University College London Hospitals foundation trust chief executive Robert Naylor is one of the policy's more vociferous supporters.
He says there is mounting evidence of foundations delivering what they were set up to do and that the foundation trust drive should be kept at full throttle.
'Foundation trusts are improving clinical services and getting closer to the population they serve,' says Mr Naylor. 'The financial results of foundation trusts are significantly better than our NHS colleagues and we are delivering considerable results. Some foundation trusts are three years old, some are just three weeks - it is a developing programme which will be incremental over time.'
In last week's annual health check all 19 of the organisations that achieved 'double excellent' ratings for services and financial performance were foundation trusts.
But there is still a long way to go. Mr Moyes says that the regulator can authorise approximately 50 trusts per year, but that if the government made extra resources available this number would rise.
He estimates that at the current rate it will take the regulator five years to authorise all the trusts that can feasibly make it on their own in their present form.
But he is frustrated at the situation, especially with some SHAs, which are charged with preparing trusts to apply for foundation status. Mr Moyes says that some are pushing trusts through to reach the 2008 deadline without adequately preparing them for the rigorous selection process.
He adds that the low quality of some of the bids is creating hold-ups in the regulator's assessment process and that a 'steady flow of high-quality applicants' is required for the regulator to make best use of its capacity.
The regulator does send trusts back to the drawing board, for example, deferring the authorisation of Royal Liverpool Children's trust and rejecting the bid from St Helens and Knowsley Hospitals trust.
'To date, the historic success rate of applicants at first attempt is just 65 per cent and this is because some trusts are not fully prepared for assessment when they reach Monitor, which wastes the assessment capacity and leads to delays for future applicants,' he says.
Mr Moyes is hoping to crack down on below-standard applications. Currently trusts that have been deferred have up to a year to improve their business case to achieve authorisation. From next year Monitor will restrict this to three months from a trust's first deferral to 'deter overly ambitious applicants', as Mr Moyes puts it.

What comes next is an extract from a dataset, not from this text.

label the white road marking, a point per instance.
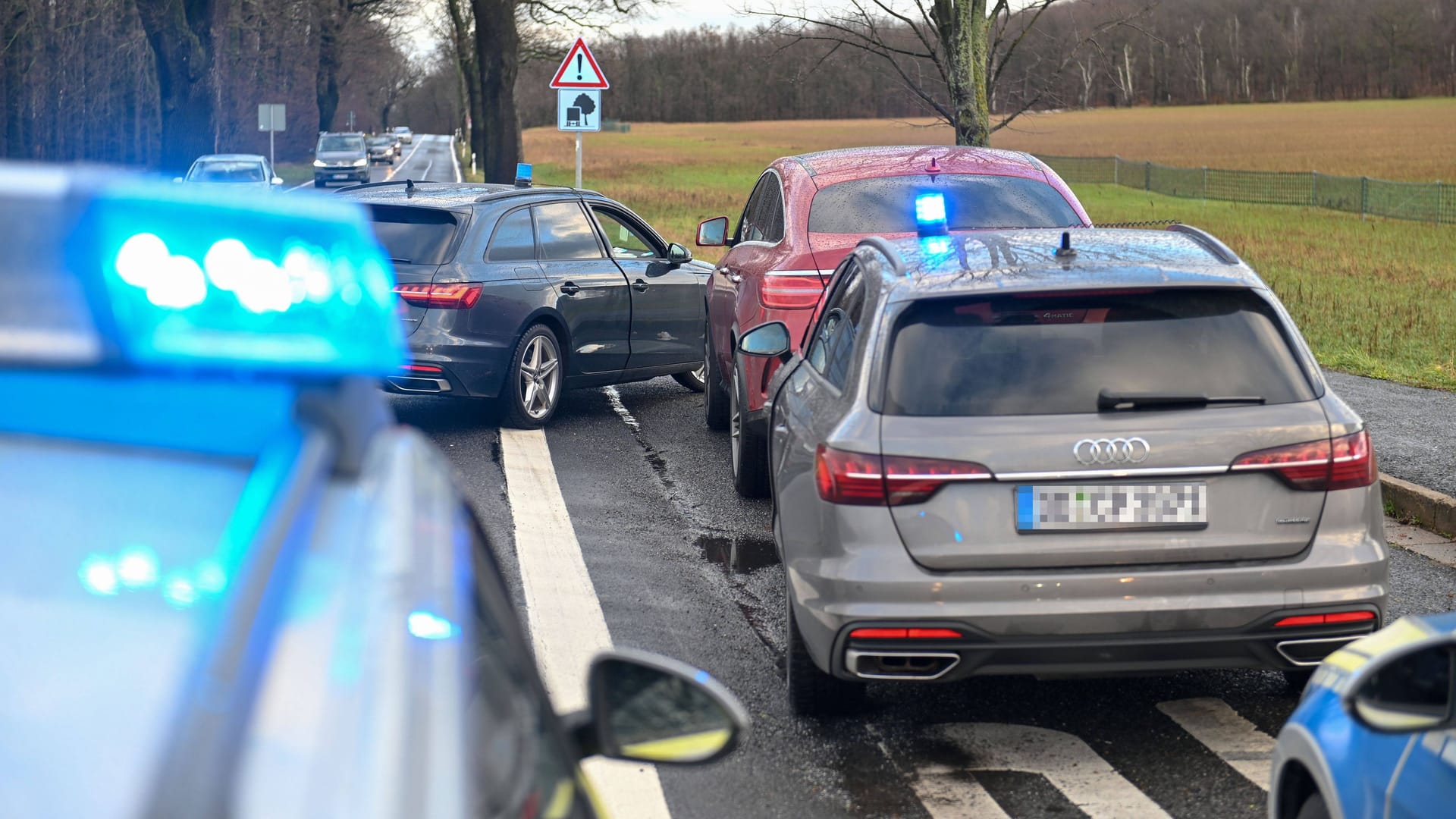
(1066, 761)
(1212, 722)
(564, 614)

Foundation Trust Network director Sue Slipman agrees some trusts are being pushed forward by their SHA and the DoH before they are ready.
'Trusts need to be brought through when they have the best chance of authorisation; our experience is that some SHAs are not handling the process well and that it is not their biggest priority,' she says.
Mr Moyes holds up NHS London's provider agency as a model which he says some SHAs could learn from. The agency was set up as an arm's-length body in June to performance-manage London's 33 trusts and move them towards foundation trust status.
As part of the process the agency has introduced a performance management framework consistent with Monitor's, to ensure that trusts are properly and rigorously prepared before they apply.
The Monitor chair says that although he does not advocate the same model for use across the country, he suggests two or three SHAs could come together to develop the same kind of robust system London has established.
All trusts must aspire to achieve foundation status and those that do not, will not, or cannot do so appear to have no real future.